The first option for removing the “Badger 14” senators is for the Assembly to impeach them by a majority vote and, if impeached, for the Senate to convict them by a two-thirds vote. The provisions for impeachment and removal upon conviction are set out in Art. VII, Section 1, of the Wisconsin Constitution (available online here) which reads:
Impeachment; trial. The court for the trial of impeachments shall be composed of the senate. The assembly shall have the power of impeaching all civil officers of this state for corrupt conduct in office, or for crimes and misdemeanors; but a majority of all the members elected shall concur in an impeachment. On the trial of an impeachment against the governor, the lieutenant governor shall not act as a member of the court. No judicial officer shall exercise his office, after he shall have been impeached, until his acquittal. Before the trial of an impeachment the members of the court shall take an oath or affirmation truly and impartially to try the impeachment according to evidence; and no person shall be convicted without the concurrence of two-thirds of the members present.

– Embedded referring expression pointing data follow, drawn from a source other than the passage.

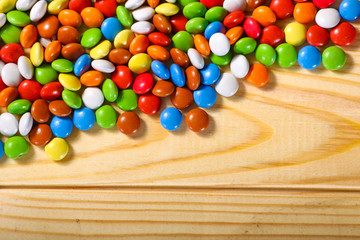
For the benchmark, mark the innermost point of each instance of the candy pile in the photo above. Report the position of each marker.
(68, 63)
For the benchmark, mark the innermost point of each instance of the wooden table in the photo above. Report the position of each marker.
(279, 162)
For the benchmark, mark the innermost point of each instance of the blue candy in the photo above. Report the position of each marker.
(61, 126)
(209, 74)
(213, 28)
(110, 28)
(177, 75)
(160, 70)
(171, 118)
(205, 96)
(82, 64)
(84, 118)
(309, 57)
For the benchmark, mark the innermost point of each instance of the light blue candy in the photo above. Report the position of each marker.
(160, 70)
(209, 74)
(177, 75)
(171, 118)
(110, 28)
(82, 64)
(205, 96)
(213, 28)
(84, 118)
(61, 126)
(309, 57)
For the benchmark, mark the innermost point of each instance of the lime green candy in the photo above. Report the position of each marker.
(127, 100)
(286, 55)
(194, 9)
(15, 147)
(106, 116)
(265, 54)
(72, 99)
(124, 16)
(19, 106)
(110, 90)
(245, 46)
(196, 25)
(183, 40)
(333, 58)
(216, 14)
(91, 37)
(10, 34)
(18, 18)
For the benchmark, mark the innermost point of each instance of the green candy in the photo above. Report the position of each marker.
(127, 100)
(265, 54)
(15, 147)
(45, 74)
(221, 60)
(245, 46)
(106, 116)
(196, 25)
(124, 16)
(18, 18)
(194, 9)
(183, 40)
(286, 55)
(333, 58)
(10, 34)
(91, 37)
(216, 14)
(19, 106)
(62, 65)
(110, 90)
(72, 99)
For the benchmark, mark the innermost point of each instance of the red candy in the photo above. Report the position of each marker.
(122, 77)
(317, 36)
(11, 52)
(149, 103)
(343, 34)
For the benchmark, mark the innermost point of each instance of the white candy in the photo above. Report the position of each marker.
(239, 66)
(227, 85)
(234, 5)
(26, 68)
(24, 5)
(38, 11)
(25, 124)
(134, 4)
(9, 124)
(219, 44)
(195, 58)
(93, 97)
(327, 18)
(142, 27)
(11, 75)
(143, 13)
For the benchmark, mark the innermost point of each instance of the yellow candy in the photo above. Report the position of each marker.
(140, 63)
(124, 38)
(57, 149)
(56, 6)
(167, 9)
(295, 33)
(69, 81)
(37, 54)
(101, 50)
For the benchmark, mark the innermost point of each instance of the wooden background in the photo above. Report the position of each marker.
(280, 162)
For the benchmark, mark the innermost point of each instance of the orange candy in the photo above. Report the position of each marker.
(202, 44)
(92, 78)
(264, 15)
(92, 17)
(258, 75)
(305, 12)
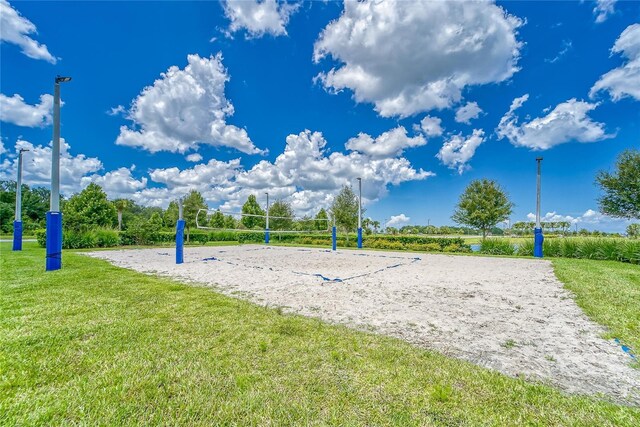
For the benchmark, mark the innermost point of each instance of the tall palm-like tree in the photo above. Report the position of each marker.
(121, 205)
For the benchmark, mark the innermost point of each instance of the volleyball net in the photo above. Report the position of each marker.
(219, 220)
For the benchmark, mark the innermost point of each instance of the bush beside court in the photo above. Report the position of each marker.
(624, 250)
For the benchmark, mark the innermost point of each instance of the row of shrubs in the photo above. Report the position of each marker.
(604, 249)
(109, 238)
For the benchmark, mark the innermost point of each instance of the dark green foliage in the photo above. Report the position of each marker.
(621, 189)
(216, 220)
(482, 205)
(280, 216)
(191, 205)
(252, 207)
(497, 247)
(345, 209)
(89, 209)
(322, 222)
(35, 204)
(170, 216)
(74, 239)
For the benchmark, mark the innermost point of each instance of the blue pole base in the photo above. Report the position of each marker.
(54, 241)
(180, 241)
(17, 235)
(334, 238)
(538, 239)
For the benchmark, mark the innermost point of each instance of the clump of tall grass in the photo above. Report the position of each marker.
(590, 248)
(497, 247)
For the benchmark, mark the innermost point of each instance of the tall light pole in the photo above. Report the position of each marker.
(359, 213)
(266, 231)
(537, 232)
(17, 223)
(180, 224)
(54, 216)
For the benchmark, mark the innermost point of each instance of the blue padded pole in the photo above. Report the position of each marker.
(180, 241)
(17, 235)
(54, 241)
(537, 242)
(334, 238)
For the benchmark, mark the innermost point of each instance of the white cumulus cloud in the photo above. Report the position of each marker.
(389, 144)
(16, 29)
(411, 56)
(37, 166)
(468, 112)
(625, 80)
(430, 126)
(15, 110)
(259, 17)
(194, 157)
(458, 150)
(118, 183)
(185, 108)
(590, 219)
(604, 9)
(306, 174)
(398, 220)
(568, 121)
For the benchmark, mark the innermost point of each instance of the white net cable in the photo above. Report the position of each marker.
(277, 224)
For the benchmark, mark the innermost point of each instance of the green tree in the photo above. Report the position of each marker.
(322, 220)
(482, 205)
(170, 216)
(89, 209)
(230, 222)
(345, 209)
(251, 207)
(190, 207)
(216, 220)
(280, 216)
(621, 189)
(121, 205)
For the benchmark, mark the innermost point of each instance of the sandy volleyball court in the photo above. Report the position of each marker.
(512, 315)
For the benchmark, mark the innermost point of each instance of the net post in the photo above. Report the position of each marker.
(334, 238)
(17, 235)
(180, 241)
(180, 235)
(54, 241)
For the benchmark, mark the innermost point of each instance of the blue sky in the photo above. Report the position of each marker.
(297, 99)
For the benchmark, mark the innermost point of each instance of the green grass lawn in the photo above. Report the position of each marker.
(609, 293)
(93, 344)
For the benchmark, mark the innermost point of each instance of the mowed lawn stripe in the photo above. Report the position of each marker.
(98, 345)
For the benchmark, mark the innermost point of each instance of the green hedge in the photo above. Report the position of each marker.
(613, 249)
(109, 238)
(98, 238)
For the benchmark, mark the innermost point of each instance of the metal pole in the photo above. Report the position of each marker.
(55, 151)
(538, 236)
(359, 213)
(266, 231)
(17, 223)
(334, 234)
(54, 216)
(180, 224)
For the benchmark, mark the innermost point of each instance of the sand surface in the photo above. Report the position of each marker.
(511, 315)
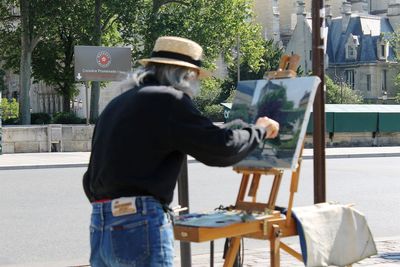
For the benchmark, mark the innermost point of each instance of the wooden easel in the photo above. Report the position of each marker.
(272, 225)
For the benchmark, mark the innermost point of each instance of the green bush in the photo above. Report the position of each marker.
(214, 112)
(40, 118)
(67, 118)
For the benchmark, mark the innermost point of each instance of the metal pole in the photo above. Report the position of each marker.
(87, 102)
(319, 103)
(183, 199)
(238, 57)
(1, 130)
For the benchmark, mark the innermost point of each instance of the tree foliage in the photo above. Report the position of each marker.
(55, 27)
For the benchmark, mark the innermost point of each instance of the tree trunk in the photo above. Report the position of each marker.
(25, 65)
(95, 91)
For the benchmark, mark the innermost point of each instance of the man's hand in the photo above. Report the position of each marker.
(270, 125)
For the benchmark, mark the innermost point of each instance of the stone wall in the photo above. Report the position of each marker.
(32, 139)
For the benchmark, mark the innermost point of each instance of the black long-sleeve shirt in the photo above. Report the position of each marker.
(141, 138)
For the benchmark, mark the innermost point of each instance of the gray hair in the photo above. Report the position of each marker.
(181, 78)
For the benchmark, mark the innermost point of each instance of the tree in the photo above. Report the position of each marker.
(341, 94)
(53, 59)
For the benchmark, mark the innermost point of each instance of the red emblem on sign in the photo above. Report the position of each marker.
(103, 59)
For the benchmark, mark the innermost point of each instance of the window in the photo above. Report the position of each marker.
(351, 47)
(350, 78)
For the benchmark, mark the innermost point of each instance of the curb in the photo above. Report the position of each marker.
(48, 166)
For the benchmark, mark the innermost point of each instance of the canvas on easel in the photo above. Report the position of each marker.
(287, 101)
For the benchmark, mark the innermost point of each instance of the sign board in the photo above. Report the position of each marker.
(98, 63)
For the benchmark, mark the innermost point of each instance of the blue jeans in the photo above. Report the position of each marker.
(141, 239)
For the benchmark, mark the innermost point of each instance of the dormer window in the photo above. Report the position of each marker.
(351, 47)
(383, 49)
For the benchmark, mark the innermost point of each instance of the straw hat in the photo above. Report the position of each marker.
(177, 51)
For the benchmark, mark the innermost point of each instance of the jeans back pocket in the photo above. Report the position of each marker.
(130, 242)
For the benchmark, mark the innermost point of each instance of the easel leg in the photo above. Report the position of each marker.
(232, 252)
(274, 243)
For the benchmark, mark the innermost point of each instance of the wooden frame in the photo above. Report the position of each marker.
(272, 225)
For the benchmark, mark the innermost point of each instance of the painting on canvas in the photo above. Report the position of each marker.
(288, 101)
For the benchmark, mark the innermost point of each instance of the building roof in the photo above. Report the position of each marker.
(367, 28)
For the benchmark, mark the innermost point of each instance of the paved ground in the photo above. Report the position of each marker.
(388, 256)
(388, 248)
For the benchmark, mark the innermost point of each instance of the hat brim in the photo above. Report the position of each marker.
(202, 72)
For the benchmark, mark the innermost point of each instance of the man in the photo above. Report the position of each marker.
(138, 149)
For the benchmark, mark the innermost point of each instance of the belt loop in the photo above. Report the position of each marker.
(144, 208)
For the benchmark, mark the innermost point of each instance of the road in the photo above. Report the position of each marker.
(45, 214)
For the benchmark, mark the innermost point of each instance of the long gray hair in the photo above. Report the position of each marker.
(181, 78)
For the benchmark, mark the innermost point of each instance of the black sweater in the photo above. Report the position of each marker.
(141, 137)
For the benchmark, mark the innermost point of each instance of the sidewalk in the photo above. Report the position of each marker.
(81, 159)
(388, 256)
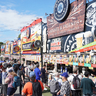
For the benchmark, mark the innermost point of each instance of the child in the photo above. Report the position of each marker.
(4, 85)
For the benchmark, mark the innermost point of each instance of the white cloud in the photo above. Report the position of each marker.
(13, 20)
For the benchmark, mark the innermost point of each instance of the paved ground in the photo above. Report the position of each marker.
(45, 93)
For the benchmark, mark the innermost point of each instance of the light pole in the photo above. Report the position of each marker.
(43, 25)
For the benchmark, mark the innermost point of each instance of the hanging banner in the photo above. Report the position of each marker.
(73, 24)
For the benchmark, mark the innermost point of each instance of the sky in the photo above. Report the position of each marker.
(15, 14)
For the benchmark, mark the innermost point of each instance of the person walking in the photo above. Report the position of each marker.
(43, 76)
(71, 78)
(65, 88)
(4, 85)
(34, 87)
(54, 85)
(37, 72)
(87, 85)
(22, 77)
(58, 78)
(9, 80)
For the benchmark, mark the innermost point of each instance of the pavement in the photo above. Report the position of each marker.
(45, 92)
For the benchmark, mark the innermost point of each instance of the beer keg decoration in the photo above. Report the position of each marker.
(61, 10)
(36, 45)
(16, 49)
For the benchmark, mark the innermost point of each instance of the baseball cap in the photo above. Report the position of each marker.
(10, 70)
(32, 74)
(65, 74)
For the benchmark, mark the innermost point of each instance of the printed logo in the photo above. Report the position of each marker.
(61, 9)
(91, 15)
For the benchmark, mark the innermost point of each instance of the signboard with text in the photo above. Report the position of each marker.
(73, 24)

Judgment in cases of impeachment shall not extend further than to removal from office, or removal from office and disqualification to hold any office of honor, profit or trust under the state; but the party impeached shall be liable to indictment, trial and punishment according to law.
Although ultimately a matter for each member of the Assembly and Senate voting on impeachment and conviction, it would seem that the actions of the “Badger 14” to derail, indeed corrupt, the legislative process in violation of both their constitutional oath and specific provisions of law requiring their attendance meet the standard required for impeachment and conviction and removal from office.